Estadão Conteúdo
O governo Luiz Inácio Lula da Silva começou a
abrigar aliados em cargos estratégicos de empresas públicas que rendem até R$
40 mil extras por reuniões mensais ou bimestrais. Os assentos nos conselhos das
estatais são entregues para contemplar apoiadores, garantir controle nas
decisões sobre os rumos das companhias e incrementar as remunerações de
ministros e executivos.
No ano passado, 77 empresas públicas repassaram R$
14,6 milhões em honorários e jetons para 460 pessoas. O gasto com os extras é
ainda maior porque as empresas de economia mista não seguem as mesmas regras de
transparência, e os valores pagos não são revelados. Os valores devem ser
repetidos até dezembro.
As primeiras alterações no governo Lula já foram
realizadas no Conselho de Administração do Banco Nacional de Desenvolvimento
Econômico e Social (BNDES), após a renúncia, em janeiro, de seis nomeados pelo
governo de Jair Bolsonaro (PL). Um conselheiro do BNDES recebe R$ 8,1 mil para
reuniões mensais, além das extraordinárias.

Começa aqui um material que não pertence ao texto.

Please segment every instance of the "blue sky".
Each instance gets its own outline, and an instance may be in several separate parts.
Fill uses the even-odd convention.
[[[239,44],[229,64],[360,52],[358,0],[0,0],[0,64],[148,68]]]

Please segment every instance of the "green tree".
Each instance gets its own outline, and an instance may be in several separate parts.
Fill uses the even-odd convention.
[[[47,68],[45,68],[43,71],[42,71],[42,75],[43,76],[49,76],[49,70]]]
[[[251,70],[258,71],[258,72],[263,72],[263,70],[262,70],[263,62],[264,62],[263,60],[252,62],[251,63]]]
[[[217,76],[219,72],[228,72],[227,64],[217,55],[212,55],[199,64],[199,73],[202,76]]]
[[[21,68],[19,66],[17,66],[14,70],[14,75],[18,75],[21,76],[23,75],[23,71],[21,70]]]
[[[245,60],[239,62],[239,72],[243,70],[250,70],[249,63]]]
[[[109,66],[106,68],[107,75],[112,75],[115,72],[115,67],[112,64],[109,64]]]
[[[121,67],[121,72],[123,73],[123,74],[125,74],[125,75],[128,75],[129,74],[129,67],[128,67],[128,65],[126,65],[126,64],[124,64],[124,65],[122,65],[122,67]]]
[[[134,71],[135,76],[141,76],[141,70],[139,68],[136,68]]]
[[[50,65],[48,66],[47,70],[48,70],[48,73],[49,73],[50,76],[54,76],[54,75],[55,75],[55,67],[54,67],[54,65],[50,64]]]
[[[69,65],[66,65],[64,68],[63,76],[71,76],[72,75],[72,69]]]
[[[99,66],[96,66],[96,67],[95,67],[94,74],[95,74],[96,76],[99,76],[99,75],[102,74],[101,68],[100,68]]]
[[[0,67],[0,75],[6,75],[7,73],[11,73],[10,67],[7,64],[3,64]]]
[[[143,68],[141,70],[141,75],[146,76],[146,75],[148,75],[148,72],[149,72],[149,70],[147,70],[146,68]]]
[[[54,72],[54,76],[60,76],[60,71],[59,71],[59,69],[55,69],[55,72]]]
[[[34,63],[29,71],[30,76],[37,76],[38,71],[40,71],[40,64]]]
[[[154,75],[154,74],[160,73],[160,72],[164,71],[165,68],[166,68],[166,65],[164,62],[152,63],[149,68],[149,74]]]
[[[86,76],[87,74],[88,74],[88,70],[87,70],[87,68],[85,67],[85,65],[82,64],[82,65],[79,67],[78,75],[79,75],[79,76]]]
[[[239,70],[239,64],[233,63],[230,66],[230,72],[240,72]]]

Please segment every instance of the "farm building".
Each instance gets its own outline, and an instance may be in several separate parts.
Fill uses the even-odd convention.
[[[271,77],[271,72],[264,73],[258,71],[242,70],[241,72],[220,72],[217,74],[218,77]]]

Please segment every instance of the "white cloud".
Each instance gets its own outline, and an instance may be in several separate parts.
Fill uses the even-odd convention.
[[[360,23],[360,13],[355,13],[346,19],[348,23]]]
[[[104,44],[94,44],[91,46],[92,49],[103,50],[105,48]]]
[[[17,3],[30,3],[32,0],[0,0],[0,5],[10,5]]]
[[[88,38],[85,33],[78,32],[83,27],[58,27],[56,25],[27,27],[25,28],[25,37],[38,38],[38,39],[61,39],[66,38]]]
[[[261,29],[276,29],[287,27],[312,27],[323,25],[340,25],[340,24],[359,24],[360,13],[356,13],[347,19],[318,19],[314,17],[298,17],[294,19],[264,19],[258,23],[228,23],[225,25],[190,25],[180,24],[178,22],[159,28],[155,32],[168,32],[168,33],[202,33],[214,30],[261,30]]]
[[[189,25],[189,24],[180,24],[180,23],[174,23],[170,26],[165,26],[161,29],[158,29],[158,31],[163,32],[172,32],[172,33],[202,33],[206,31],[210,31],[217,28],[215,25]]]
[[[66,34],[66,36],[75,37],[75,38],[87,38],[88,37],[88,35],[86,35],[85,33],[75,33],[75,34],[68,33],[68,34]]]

Entre os novos membros da equipe estão a ex-ministra
de Meio Ambiente Izabella Teixeira, que atuou no segundo mandato de Lula e no
governo de Dilma Rousseff (PT), e o climatologista Carlos Nobre. A entrada
deles, segundo o presidente do BNDES, Aloizio Mercadante, visa a uma
"transição ambiental" no banco.
Chefe da assessoria especial da Secretaria de
Relações Institucionais da Presidência da República e ex-assessor do gabinete
da liderança do PT no Senado, Jean Keiji Uema também virou conselheiro do
BNDES. Além dele, está também Robinson Barreirinhas, secretário da Receita
Federal escolhido pelo ministro da Economia, Fernando Haddad. Barreirinhas
chefiou a Secretaria de Assuntos Jurídicos da Prefeitura de São Paulo na gestão
de Haddad (2013-2016).
Para a presidência do conselho foi escolhido o
economista Rafael Lucchesi, ex-secretário de Ciência e Tecnologia do governo do
petista Jaques Wagner, na Bahia. Lucchesi também esteve na equipe de transição
do governo Lula, no fim do ano passado.
Mais mudanças
Os governistas já preparam substituições em outros
conselhos. Na Itaipu Binacional, indicações de Jair Bolsonaro devem perder em
breve os cargos com remunerações de R$ 34 mil para encontros bimestrais. Entre
os bolsonaristas remanescentes, estão o ex-assessor especial Célio Faria Junior
e os ex-ministros Bento Albuquerque e Adolfo Sachsida.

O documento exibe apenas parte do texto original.